- 2kg pork belly piece only skin removed/cut into blocks of serving portions as required (mains 7cmx10cm)
- 1 Jar Goan Cuisine Tandoori Paste
- 2 cans crushed tomato
- 1½ cup cooking oil of your preference
- 1.5 kg Delaware potatoes peeled/cut in half and boiled until just cooked through
- 2 cups yoghurt
- Simmer pork belly pieces in water in large stock pot until tender (a knife should glide through without resistance). This should take about 2 hours.

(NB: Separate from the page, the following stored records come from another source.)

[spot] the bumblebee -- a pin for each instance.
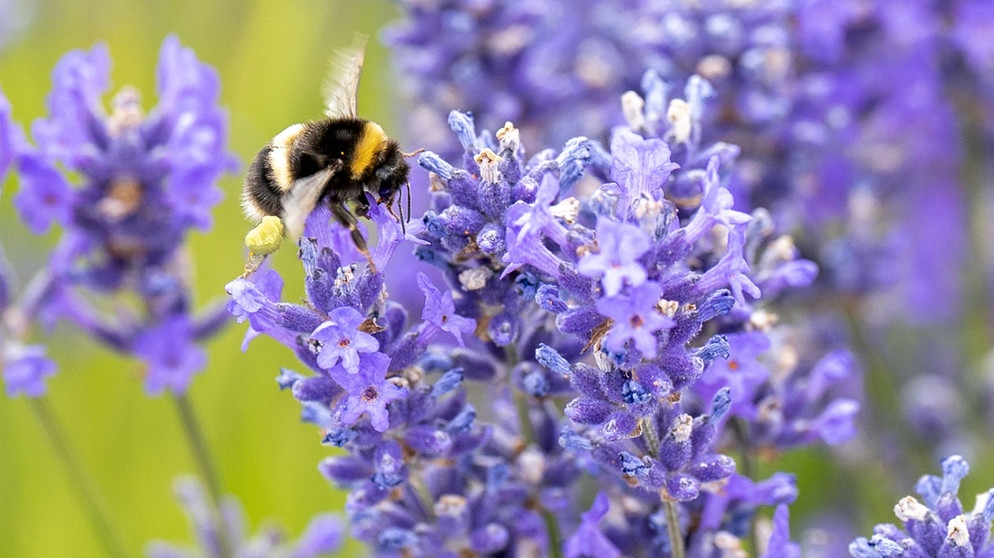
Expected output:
(335, 160)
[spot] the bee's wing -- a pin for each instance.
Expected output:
(304, 194)
(342, 83)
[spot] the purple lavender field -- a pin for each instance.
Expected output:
(691, 279)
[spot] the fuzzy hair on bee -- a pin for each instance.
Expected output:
(334, 160)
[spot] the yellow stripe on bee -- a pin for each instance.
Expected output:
(371, 141)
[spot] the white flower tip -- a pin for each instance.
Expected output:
(956, 531)
(679, 115)
(488, 161)
(910, 509)
(632, 106)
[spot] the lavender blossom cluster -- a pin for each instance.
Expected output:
(125, 188)
(590, 293)
(621, 331)
(863, 129)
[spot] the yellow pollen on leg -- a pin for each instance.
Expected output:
(266, 237)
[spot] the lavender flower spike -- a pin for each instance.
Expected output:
(137, 184)
(939, 526)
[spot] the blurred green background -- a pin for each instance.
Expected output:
(272, 57)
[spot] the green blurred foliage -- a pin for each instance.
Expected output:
(272, 58)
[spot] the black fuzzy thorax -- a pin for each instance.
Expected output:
(329, 143)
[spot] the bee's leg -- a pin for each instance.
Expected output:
(347, 219)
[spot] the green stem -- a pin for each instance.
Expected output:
(555, 537)
(747, 457)
(669, 506)
(96, 509)
(673, 529)
(523, 407)
(208, 470)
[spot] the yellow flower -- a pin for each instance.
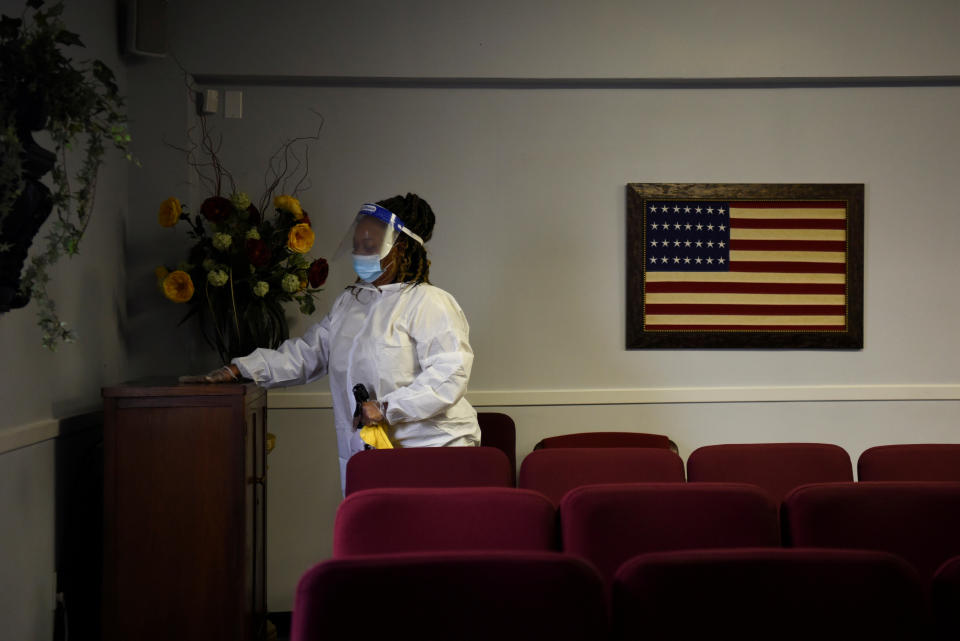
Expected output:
(289, 203)
(161, 273)
(169, 213)
(300, 239)
(178, 286)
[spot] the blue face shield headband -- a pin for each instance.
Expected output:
(389, 219)
(371, 237)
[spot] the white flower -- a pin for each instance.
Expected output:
(240, 200)
(290, 283)
(217, 277)
(222, 241)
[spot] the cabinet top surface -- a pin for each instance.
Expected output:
(168, 386)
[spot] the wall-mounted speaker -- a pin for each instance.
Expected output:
(145, 27)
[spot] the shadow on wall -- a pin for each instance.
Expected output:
(78, 546)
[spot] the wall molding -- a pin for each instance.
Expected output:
(288, 399)
(467, 82)
(18, 436)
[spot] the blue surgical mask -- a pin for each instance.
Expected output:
(367, 267)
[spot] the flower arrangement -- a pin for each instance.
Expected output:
(242, 268)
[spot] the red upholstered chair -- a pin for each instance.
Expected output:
(428, 467)
(946, 599)
(776, 467)
(554, 472)
(609, 524)
(387, 521)
(469, 595)
(930, 462)
(499, 431)
(919, 521)
(767, 594)
(607, 439)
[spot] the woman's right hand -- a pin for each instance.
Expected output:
(226, 374)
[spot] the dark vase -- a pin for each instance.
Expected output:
(30, 210)
(237, 326)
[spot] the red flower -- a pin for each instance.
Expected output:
(258, 252)
(319, 270)
(216, 208)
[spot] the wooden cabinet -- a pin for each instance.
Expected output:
(184, 512)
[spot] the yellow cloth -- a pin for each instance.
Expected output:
(376, 437)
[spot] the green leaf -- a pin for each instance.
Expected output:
(9, 27)
(69, 39)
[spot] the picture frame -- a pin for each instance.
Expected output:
(785, 266)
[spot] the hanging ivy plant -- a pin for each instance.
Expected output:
(77, 103)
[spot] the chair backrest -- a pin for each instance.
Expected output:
(928, 462)
(946, 599)
(387, 521)
(609, 524)
(919, 521)
(776, 467)
(554, 472)
(428, 467)
(606, 439)
(753, 594)
(498, 430)
(470, 595)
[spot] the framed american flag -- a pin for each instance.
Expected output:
(744, 265)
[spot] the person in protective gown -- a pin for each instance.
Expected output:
(405, 340)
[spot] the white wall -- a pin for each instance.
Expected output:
(38, 386)
(87, 289)
(528, 185)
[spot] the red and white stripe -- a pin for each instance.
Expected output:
(787, 272)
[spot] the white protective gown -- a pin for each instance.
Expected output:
(408, 345)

Keep checking it after the first hour.
- Lift out pork pieces and place in large bowl.
- Combine 2/3 of the jar of GC Tandoori Paste with 3/4 cup oil 1 cup water and 2 teaspoons salt.
- Mix through pieces of pork belly and allow to marinate overnight in fridge.
- Pre-heat oven to 180 degrees and brush oven rack with oil.
Lift pork pieces from marinade and place on oven rack (RESERVE MARINADE).
- Place baking tray directly underneath with 2 cms water.
- Bake pork for 30 minutes until surface is sealed and sizzling.
- During baking check to make sure water has not evaporated, top up from the corner of the tray with water bottle.
For Red masala sauce
- Place marinade from pork in small pot with tomatoes and simmer-add water if too thick-season with salt and brown sugar if required.
- Add julienned fresh chilli if higher heat level is preferred.
- While plating up, pour sauce over each piece of pork.
- Combine 1/3 of GC Tandoori paste, yoghurt, ½ cup oil and 1 teaspoon salt and fold through potatoes.
- Bake at 200 for 20-30 minutes until spiced yoghurt coating is well sizzling.
Serve Red Masala Pork Belly & Roast Potatoes with GC Chilli and Lime Sambal and a soft goat cheese and chopped mint smash- Sensational!